The most worrying case in India is that unlike foreign countries where even county and domestic cricketers are held in high regards, in India only the ones who manage to play for the National team manage to get the attention and the stardom.
Little do we know that it takes equal amount of hardwork, lots of competition and years of dedication to even make it into a state level team which is also an achievement in its own. In a series of articles highlighting the stars of domestic cricket, we take a look at Raju Kulkarni.- the man who made his 1st class debut in 1982/83 for Mumbai and then went on to represent India in Tests & ODI’s.
Even though, Raju Kulkarni was not a bulky fast bowler we usually associate with but he was a genuine tearway when he was at his peak. Raju Kulkarni also had a peculiar bowling action with his head lunging sideways while releasing the delivery. In the latter part of his career he cut down on his pace and started swinging the ball too.
Raju Kulkarni went on to become the pace spearhead for Mumbai where his first class career lasted for 18 years helping Mumbai achieve numerous victories. One of his most remarkable bowling spells out of many was the 8/111 he took for Mumbai vs Delhi in the all important semi-finals of Ranji which changed the game for Mumbai (Bombay). Raju Kulkarni went on to play 79 first class games bagging 232 first class wickets with 12 five-wkt hauls to his name.

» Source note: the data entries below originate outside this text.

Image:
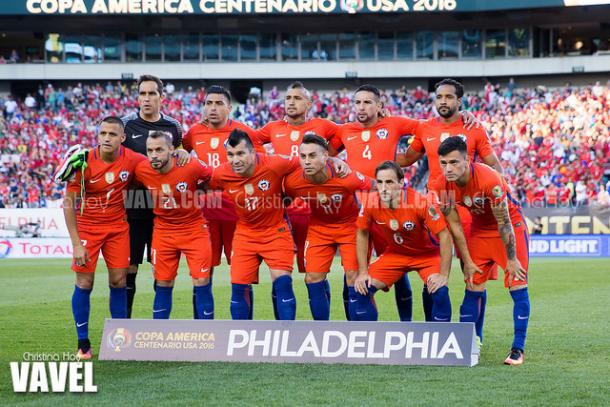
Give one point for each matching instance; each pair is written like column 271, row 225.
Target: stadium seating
column 554, row 143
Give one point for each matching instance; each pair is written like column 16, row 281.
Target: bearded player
column 499, row 235
column 285, row 136
column 450, row 122
column 418, row 241
column 95, row 216
column 207, row 140
column 332, row 226
column 179, row 228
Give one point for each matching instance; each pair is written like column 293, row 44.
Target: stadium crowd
column 553, row 143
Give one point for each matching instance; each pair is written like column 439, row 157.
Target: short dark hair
column 169, row 139
column 459, row 88
column 369, row 88
column 237, row 136
column 299, row 85
column 113, row 120
column 391, row 165
column 313, row 138
column 218, row 90
column 151, row 78
column 451, row 144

Raju Kulkarnni visited Zimbabwe with the Indian youth side in 1984 but remained on the periphery of the national side. He even toured Australia in 1985-86 where he made three more ODI appearances for India. Raju’s Test debut also came in an interesting manner in 1986-87 vs Australia at Bombay where he received a call on the morning of the match telling him to rush to the ground. On his debut match, Raju took a commendable 3 for 85 on a pitch which was designed to aid spin and he could have come with even better bowling figures had he given more time to bowl by the skipper.
Raju Kulkarni continued to perform consistently for Bombay and was included in the Indian squad for the 1990 Asia Cup too but didn’t play. He eventually retired in 1992 and later concentrated his hard work on his sports equipment business.